WASHINGTON (CNNMoney.com) -- Pressure continues to mount on President Obama to select Elizabeth Warren as the nation's first consumer financial protection regulator.
Warren, 61, has become something of a cause célèbre as the administration's top pick to run the new agency charged with protecting consumers from abusive mortgage and credit card practices.
There's even a Hollywood-produced Elizabeth Warren rap video circulating online called "Got a New Sheriff," featuring a rapping cowboy singing the Harvard professor's praises.
Last week, 43 House Democrats sent a letter to President Obama, asking him to nominate Warren and requesting a meeting at the White House to discuss Warren's appointment.
"You have an opportunity to appoint to head this body a true visionary -- not the usual Washington careerist. You have an opportunity to appoint to this body the single best-qualified choice," said the letter, signed by Rep. Barney Frank, D-Mass., and Rep. Carolyn Maloney, D-N.Y., among others.
Last week, Warren sat down with the head of a large and influential banking lobbying group, the Financial Services Roundtable. The group declined to comment on the meeting.
Warren, who has repeatedly declined interview requests on this topic, has also been meeting with various key administration players, including a meeting with senior White House advisers on Aug. 12th.
The public groundswell for Warren puts the White House in a tough spot. It's not clear when President Obama will make his decision, but an announcement is isn't expected this week.

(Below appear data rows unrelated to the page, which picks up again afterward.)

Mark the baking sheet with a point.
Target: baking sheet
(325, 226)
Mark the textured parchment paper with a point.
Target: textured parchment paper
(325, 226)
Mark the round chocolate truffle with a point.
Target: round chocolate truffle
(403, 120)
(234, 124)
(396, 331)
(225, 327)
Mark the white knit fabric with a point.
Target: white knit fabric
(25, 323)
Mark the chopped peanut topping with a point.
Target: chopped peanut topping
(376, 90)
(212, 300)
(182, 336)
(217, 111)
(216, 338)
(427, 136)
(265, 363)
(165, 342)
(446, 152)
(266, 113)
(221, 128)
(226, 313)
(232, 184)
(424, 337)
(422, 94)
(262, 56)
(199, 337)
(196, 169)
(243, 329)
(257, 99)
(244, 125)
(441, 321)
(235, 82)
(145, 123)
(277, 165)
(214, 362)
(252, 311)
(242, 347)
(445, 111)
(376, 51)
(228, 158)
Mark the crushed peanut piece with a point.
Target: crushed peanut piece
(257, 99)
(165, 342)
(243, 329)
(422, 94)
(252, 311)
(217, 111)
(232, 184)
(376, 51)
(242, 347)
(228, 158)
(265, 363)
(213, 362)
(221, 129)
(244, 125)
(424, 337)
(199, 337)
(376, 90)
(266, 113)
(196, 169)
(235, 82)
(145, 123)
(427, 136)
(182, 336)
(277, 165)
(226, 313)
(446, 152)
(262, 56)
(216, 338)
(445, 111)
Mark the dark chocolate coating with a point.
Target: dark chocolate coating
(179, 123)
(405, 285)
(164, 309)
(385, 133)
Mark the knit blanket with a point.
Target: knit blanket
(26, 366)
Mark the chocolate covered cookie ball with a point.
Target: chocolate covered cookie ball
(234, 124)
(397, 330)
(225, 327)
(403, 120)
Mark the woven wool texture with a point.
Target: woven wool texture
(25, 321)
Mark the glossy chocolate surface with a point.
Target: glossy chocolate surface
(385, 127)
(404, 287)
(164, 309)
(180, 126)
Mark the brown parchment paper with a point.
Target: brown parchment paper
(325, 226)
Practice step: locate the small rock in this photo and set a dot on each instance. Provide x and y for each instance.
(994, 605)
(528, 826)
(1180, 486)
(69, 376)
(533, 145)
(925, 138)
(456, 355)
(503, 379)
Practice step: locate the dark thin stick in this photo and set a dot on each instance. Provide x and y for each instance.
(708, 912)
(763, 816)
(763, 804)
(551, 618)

"The administration is hesitating because they're faced with the traditional problem that Obama has faced," said Julian Zelizer, a professor of history and public affairs at Princeton University.
If the White House passes Warren over, Zelizer says, they disappoint liberals whose support has been key throughout the administration. If Warren gets the nod, the White House must deal with "political difficulties on Capitol Hill where centrists have quite a lot of power and Republicans are becoming quite obstinate," Zelizer said.
Warren teaches contract and bankruptcy law as a Harvard University professor and she's also written a number of personal finance books. More publicly, she chairs a congressional oversight panel that has garnered attention for its critical reviews of government spending to bail out Wall Street banks under the Troubled Asset Relief Program.
Treasury is in the planning stages of creating the consumer financial protection bureau, which will be housed inside the Federal Reserve, thanks to the new law cracking down on Wall Street banks.
Warren is not the only candidate under consideration to run the bureau. But she is the most polarizing. Senate banking chief, Seen. Chris Dodd, D-Conan., has warned her nomination would cause a protracted and lengthy battle in the Senate, adding he isn't sure she could secure a Senate confirmation.
Banking groups and conservatives paint her as too liberal for a regulator job. They say an aggressive regulator would undermine bank safety by crafting rules that force banks to make risky loans. They've also accused her of lacking the chops to be a regulator.
Supporters say the consumer regulator job was written for her. Warren came up with the idea for the consumer financial protection agency and has spent her career championing consumers duped by "tricks and traps" of the financial industry, she often says.
Other candidates rumored to be in contention for the job are Michael Barr, Assistant Treasury Secretary for Financial Institutions, as well as Deputy Assistant Attorney General Gene Kimmelman.